«Die Ostschweiz ist nicht zu wenig attraktiv, im Gegenteil. Sie ist vielleicht zu wenig bekannt», sagt Marcel Räpple, Leiter Wirtschaftsförderung beim Amt für Wirtschaft und Arbeit des Kantons Thurgau. Aus diesem Grund wird nun gemeinsam mit den Kantonen St. Gallen und den beiden Appenzell der «Sprungbrett»-Event organisiert.
100 Studierende aus allen Teilen der Schweiz haben sich am Montag mit Vertretern von 13 lokal ansässigen Unternehmen in St. Gallen getroffen. Das Ziel ist vor allem Networking. «Ich will wissen, was die Firmen suchen», sagt eine BWL-Studentin.
Beim Apéro am Abend – tagsüber haben Firmen-Besichtigungen und Workshops stattgefunden – tauscht man Erfahrungen aus. Eine Studentin kann ein besonders gutes Fazit ziehen: «Mir hat der Event vielleicht gerade eine konkrete Stelle gebracht.»
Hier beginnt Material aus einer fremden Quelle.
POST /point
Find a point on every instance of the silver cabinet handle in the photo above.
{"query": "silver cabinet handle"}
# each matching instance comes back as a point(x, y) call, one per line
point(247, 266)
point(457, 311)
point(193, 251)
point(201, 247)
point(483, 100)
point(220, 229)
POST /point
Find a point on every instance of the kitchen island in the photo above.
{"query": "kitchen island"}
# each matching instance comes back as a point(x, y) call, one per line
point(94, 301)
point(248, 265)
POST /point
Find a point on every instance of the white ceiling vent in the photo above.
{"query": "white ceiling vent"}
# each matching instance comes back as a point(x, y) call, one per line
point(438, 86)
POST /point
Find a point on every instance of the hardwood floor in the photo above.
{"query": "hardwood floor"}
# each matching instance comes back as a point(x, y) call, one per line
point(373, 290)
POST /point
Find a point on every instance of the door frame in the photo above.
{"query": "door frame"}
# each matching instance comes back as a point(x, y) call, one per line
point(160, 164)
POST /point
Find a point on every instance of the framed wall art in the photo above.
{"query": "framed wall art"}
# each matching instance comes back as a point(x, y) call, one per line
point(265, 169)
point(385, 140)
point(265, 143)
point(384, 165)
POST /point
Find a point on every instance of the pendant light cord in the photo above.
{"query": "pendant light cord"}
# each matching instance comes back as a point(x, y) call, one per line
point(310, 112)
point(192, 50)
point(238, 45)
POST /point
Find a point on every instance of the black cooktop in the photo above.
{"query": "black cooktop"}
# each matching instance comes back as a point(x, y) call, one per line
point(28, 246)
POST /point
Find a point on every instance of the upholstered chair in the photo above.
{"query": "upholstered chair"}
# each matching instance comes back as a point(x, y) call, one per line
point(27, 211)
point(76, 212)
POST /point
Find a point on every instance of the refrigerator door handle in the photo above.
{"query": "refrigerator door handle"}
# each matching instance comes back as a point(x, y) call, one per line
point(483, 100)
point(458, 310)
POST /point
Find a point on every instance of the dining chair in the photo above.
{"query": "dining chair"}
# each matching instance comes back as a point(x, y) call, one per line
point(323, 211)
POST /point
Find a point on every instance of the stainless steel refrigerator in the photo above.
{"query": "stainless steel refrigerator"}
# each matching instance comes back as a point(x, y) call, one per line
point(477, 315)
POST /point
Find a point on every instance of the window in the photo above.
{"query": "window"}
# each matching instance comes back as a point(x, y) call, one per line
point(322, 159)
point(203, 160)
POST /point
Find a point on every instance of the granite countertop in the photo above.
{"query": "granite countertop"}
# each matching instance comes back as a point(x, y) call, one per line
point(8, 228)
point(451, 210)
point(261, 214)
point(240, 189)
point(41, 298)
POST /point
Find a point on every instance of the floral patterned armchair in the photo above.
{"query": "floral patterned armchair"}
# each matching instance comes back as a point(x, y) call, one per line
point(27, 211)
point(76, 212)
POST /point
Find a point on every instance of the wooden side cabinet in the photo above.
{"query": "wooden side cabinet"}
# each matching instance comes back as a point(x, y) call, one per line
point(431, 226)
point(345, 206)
Für die Unternehmen geht es in erster Linie darum, sich zu präsentieren und Ausschau zu halten. «Wir sind immer auf der Suche nach frischen, jungen Kräften», sagt die Vertreterin einer Firma aus der Lebensmittel-Branche.
Schweizweiter Fachkräftemangel
Solche Veranstaltungen sind für die Unternehmen wichtig – gerade jetzt, wo es in der ganzen Schweiz an Fachkräften mangelt. Gemäss einer Umfrage der Beratungsfirma Deloitte unter über 400 Verwaltungsratsmitgliedern rückt der Mangel an qualifiziertem Personal in den Mittelpunkt. 57 Prozent der Befragten geben an, Verbesserungspotenzial bei der Rekrutierung neuer Mitarbeitenden zu sehen, 69 Prozent erhoffen sich Lösungen von der Politik, um den Fachkräftemangel einzuschränken.
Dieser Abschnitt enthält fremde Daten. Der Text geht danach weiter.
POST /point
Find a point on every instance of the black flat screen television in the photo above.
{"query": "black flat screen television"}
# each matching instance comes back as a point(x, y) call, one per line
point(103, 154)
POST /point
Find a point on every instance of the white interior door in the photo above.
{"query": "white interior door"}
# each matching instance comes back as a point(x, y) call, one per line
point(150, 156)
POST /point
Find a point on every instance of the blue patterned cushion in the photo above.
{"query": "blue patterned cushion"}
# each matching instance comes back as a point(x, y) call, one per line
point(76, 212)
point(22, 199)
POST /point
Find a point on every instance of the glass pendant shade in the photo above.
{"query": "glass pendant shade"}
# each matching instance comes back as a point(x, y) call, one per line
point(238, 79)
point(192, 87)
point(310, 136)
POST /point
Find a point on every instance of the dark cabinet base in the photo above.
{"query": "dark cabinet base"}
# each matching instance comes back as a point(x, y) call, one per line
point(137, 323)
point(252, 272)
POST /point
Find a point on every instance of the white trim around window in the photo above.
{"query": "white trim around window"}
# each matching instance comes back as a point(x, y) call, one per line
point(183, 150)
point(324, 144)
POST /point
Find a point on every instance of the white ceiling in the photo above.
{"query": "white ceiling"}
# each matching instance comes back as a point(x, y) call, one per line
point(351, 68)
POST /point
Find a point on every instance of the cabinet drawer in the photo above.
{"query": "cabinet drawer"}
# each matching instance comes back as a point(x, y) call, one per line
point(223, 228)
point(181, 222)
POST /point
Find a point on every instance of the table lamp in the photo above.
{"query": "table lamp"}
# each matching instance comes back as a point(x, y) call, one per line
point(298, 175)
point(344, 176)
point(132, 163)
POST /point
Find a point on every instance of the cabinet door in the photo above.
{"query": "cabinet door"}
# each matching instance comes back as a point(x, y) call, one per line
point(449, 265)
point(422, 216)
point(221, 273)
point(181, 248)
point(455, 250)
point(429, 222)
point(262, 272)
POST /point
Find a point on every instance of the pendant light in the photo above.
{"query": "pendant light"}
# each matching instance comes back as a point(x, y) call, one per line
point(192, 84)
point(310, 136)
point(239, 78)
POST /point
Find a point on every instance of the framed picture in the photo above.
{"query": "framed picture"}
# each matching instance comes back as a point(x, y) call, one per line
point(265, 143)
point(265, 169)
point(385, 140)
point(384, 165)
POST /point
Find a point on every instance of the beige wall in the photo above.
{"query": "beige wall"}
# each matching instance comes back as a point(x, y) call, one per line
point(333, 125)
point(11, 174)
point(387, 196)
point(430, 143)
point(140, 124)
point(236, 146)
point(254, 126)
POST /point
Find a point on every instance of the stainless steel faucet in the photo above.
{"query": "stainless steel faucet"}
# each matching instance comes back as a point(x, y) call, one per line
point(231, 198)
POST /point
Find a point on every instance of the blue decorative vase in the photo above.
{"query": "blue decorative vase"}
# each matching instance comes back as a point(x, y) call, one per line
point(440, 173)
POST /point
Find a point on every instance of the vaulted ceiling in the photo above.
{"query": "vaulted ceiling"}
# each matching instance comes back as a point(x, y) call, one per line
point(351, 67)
Am stärksten betroffen sind demnach traditionelle Branchen wie Informatik, das Ingenieur- oder Gesundheitswesen. Aktuell liegt der Fokus aber auch auf Gebieten, die von der Pandemie stark beeinträchtigt wurden, wie beispielsweise die Hotellerie und Gastronomie.
Weniger Suchende, mehr Stellen
Genaue Zahlen zu einem verbreiteten Fachkräftemangel in der Ostschweiz gibt es nicht. Eine Tendenz lässt sich hingegen feststellen. Anfang April schrieb etwa das Amt für Wirtschaft und Arbeit des Kantons St. Gallen von einem überdurchschnittlichen Rückgang bei den Stellensuchenden.
Im März 2022 waren beim Kanton 10'534 Personen als stellensuchend gemeldet. Vor einem Jahr waren es 3570 Personen mehr, was einer Abnahme von über 25 Prozent entspricht. Allein im Vergleich zum Vormonat Februar suchten 4.5 Prozent weniger Personen eine Arbeit.
Die Ostschweiz ist nicht zu wenig attraktiv, im Gegenteil. Sie ist vielleicht zu wenig bekannt.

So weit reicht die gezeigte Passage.